Traveling to Iceland and Greenland? Here Are Things You’ll Wish You’d Packed. BONUS: What You Can Leave at Home

IMG_4291At the end of our trip to Greenland and Iceland, I polled our fellow travelers:  “now that you know what you know, what items do you regret not bringing (OR someone else would regret)?”  Of course, you already know to pack binoculars, backpack, underwear, etc.  This is an awesome insightful list of collective experiences.

This was an Overseas Adventure Travel group tour of 14 travelers around Iceland and Greenland.  A shout-out to fellow travelers Robin, Jill, Anne, Ruthie & Ron, Mike & Judy, Rose & Kam, Karen & Jerry, and Vern!  As well as our A+ guide, Hokam, and our A+ driver, Dori.IMG_3324

  • Real hiking boots. Tennies, even with tread, don’t cut it. You need ankle support and grip for uneven paths, lava fields, rocks, snow, ice, gravel. I purchased a used pair on eBay years ago.  Cheaper.  Already broken in.
  • Walking stick. We brought foldable ones; our group had a couple of slips and tumbles. No serious injuries but we were lucky.
  • Wine bottle opener.  Not in your carry-on or risk losing it to TSA. These are expensive countries; after a few days of paying bar prices, the wine lovers in our group found liquor stores.
  • Eye shades/sleep mask.  The sun never sets here in June. Some hotels have good blackout drapes, but many don’t.
  • Swimsuit. Hot springs, river rafting, community pools, hotel Jacuzzi — this is a must.IMG_5100
  • Extension cord. Larry and I set up a “technology center” in one spot of our hotel room. We don’t have to share chargers and this avoids leaving something left plugged behind a dresser.
  • Sun hat, sunglasses, sunscreen.  When the sun is out, it’s intense.
  • Rain hat, poncho or windbreaker with a hood. Dress every day for rain. IMG_3656
  • Mosquito face net. Fellow traveler, Robin pulls it off with style. Bug repellant is useless with these black flies and mosquitos. The day of the flies, Larry and I had no nets and freaked an entire hike. In our eyes, ears, mouths, noses – and our guide said “this is nothing!” thanks to wind. YIKES. Greenland, we had nets (thank you, Judy and Mike for the loan!)
  • Books, plural. IPad is great, add solitaire on there, too. This travel is at the mercy of weather; you can easily sit for hours, or get stuck overnight. Our flight from Reykjavik to Kusuluk had us circling Greenland’s tiny air strip for more than an hour waiting for “an opening” in the fog. It was THIS CLOSE to having to turn back. Suddenly, the pilot announces, “Please fasten your belts, we are landing!” and ZOOM. Fellow traveler, Kam, in the plane bathroom at the moment of the announcement FLEW to his seat.  Good times.
  • Refillable water bottle.  Iceland water is the best on the planet. Don’t buy water, just fill up from the tap.
  • Lined gloves. Gets pretty cold.
  • Wool socks. Two pair. River rafting and other activities soak your shoes. WOOL, not cotton. Wet wool keeps warm. Wet cotton is FREEZING. Trust me on this.
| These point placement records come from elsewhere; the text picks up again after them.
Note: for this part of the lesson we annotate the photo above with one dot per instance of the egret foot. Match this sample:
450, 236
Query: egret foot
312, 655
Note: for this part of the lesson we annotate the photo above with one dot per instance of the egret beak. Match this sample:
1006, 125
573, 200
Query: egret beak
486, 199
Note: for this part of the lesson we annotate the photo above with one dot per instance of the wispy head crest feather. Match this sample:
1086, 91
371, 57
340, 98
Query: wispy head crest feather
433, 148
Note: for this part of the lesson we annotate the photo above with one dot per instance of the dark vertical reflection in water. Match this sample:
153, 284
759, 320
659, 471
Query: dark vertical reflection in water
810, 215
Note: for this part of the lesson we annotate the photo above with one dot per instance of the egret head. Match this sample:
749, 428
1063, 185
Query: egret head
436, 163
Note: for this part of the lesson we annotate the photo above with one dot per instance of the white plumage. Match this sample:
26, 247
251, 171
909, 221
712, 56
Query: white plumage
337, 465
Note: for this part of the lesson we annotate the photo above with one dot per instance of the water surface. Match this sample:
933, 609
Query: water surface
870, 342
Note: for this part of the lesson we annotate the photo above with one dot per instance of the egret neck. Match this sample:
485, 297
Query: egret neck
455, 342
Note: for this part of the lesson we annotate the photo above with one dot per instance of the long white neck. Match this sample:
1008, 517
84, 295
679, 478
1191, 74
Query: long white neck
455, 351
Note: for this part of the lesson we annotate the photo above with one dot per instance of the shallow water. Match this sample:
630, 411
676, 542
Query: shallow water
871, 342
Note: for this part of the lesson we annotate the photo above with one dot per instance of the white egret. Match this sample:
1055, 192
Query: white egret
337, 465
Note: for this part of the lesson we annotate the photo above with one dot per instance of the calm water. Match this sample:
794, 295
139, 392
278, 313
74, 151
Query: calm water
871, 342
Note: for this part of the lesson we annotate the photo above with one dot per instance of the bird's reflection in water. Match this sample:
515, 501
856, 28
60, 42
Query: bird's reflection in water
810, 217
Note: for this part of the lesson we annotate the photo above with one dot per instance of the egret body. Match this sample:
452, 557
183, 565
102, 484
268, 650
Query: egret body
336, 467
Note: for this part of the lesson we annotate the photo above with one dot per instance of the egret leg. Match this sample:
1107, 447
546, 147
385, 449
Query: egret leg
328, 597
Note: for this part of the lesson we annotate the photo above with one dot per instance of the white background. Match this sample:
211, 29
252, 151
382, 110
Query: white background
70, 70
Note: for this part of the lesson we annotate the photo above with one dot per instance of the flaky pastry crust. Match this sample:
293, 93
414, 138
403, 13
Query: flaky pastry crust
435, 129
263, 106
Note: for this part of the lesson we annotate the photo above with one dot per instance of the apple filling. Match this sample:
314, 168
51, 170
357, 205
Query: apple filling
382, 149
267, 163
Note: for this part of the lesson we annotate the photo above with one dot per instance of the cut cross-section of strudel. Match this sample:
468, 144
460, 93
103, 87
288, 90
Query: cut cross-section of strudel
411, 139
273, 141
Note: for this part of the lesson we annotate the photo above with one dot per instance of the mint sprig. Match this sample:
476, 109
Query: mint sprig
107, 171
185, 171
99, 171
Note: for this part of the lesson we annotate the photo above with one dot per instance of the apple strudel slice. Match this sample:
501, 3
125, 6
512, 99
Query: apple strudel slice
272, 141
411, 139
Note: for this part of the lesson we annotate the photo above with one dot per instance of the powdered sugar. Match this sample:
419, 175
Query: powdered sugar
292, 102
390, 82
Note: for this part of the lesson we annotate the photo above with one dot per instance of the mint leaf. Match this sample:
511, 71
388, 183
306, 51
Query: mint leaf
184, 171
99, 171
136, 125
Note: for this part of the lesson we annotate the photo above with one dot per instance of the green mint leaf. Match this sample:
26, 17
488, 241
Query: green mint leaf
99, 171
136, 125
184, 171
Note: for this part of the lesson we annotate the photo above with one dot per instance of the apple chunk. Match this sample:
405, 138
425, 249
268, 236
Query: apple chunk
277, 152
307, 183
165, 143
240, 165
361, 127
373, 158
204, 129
  • Snow pants vs. long johns. We brought both, and ended up wearing the snow pants our 4 days in Greenland, plus a few icy Iceland days. I bought them used on eBay a few years ago for an Antarctica trip. Cheaper. They are toasty.
  • Wool shirts for layering. Merino wool is thin, lightweight, warm. As a California native, this isn’t obvious to me.
  • A second camera battery. Some evenings you THINK you don’t need to juice up, and should’ve. Jill learned the hard way.
  • Maybe a second CAMERA. Ron and Ruthie’s story from another trip: Nepal, tents, freezing, porta potty in another location, pitch dark night, needed to go, camera dropped… IN THERE. You’ve heard other horror stories… jammed camera. Wet camera. Dropped camera. This trip had boat rides, glacier treks, cliffs; surprising all our cameras survived.


BONUS:  What You Can Leave at Home

  • Umbrella. Too windy.
  • Dress-up clothes. Unless you’re attending a wedding.  It appeared that adventure gear is worn by practically everyone.
  • Too much cash.  Cards get you just about everything except in the remotest villages.
  • Good jewelry. Judy lost a sentimental earring during river rafting. I wear a $35 gold wedding band, and mis-matched loop earrings.
  • Expensive sunglasses. Bring cheap ones; if you’re like me, you’ll drop them often.
  • Flashlight. We brought headband flashlights for this adventure. DUH…  the sun is ALWAYS UP in June.